Reusable solid-phase microextraction coating for direct immersion whole-blood analysis and extracted blood spot sampling coupled with liquid chromatography-tandem mass spectrometry and direct analysis in real time-tandem mass spectrometry.

机构信息

Department of Chemistry, University of Waterloo, 200 University Avenue West, Waterloo, Ontario, N2L 3G1, Canada.

出版信息

Anal Chem. 2012 Oct 2;84(19):8301-9. doi: 10.1021/ac3018229. Epub 2012 Sep 11.

DOI:10.1021/ac3018229
PMID:22928515
Abstract

Three different biocompatible polymers were tested and evaluated in order to improve the whole-blood biocompatibility of previously developed C18-polyacrylonitrile (C18-PAN) thin-film solid-phase microextraction (SPME) coating. Among all methods of modification, UV-dried thin PAN-over C18-PAN provided the best results. This coating presented reusable properties and reproducible extraction efficiency for at least 30 direct extractions of diazepam from whole blood [relative standard deviation (RSD) = 12% using external calibration and 4% using isotope dilution calibration]. The amount of absolute recovery for direct immersion analysis and based on the free concentration of diazepam in blood matrix was about 4.8% (desorption efficiency = 98%).
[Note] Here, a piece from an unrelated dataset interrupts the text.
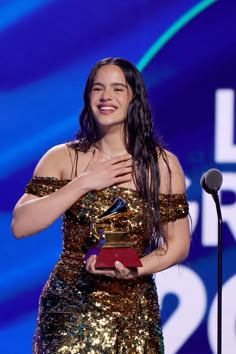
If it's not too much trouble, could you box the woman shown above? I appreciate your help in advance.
[12,58,190,354]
The limit of quantitation (LOQ) for the developed solid-phase microextraction liquid chromatography-tandem mass spectrometry (SPME-LC-MS/MS) method for direct whole-blood analysis was 0.5 ng/mL. The optimized modification of the coating was then used for an extracted blood spot (EBS) sampling approach, a new sampling method which is introduced to address the limitations of dried blood spot sampling. EBS was evaluated using LC-MS/MS and direct analysis in real time (DART)-MS/MS, where, for a 5 μL blood spot, LOQs of 0.2 and 1 μg/mL, respectively, were achieved for extraction of diazepam.

摘要

为了改善先前开发的 C18-聚丙烯腈(C18-PAN)薄膜固相微萃取(SPME)涂层的全血生物相容性,测试并评估了三种不同的生物相容性聚合物。在所有的修饰方法中,经 UV 干燥的 PAN 覆盖 C18-PAN 提供了最佳的效果。这种涂层具有可重复使用的特性和可重复的萃取效率,至少可以从全血中直接萃取 30 次地西泮[使用外部校准的相对标准偏差(RSD)为 12%,使用同位素稀释校准的 RSD 为 4%]。直接浸入式分析和基于血基质中游离地西泮浓度的绝对回收率约为 4.8%(解吸效率为 98%)。开发的固相微萃取液相色谱-串联质谱(SPME-LC-MS/MS)方法用于直接全血分析的定量限(LOQ)为 0.5 ng/mL。然后,将该涂层的优化修饰用于提取血斑(EBS)采样方法,这是一种新的采样方法,旨在解决干血斑采样的局限性。使用 LC-MS/MS 和实时直接分析(DART)-MS/MS 对 EBS 进行了评估,对于 5 μL 血斑,分别提取地西泮的 LOQ 为 0.2 和 1 μg/mL。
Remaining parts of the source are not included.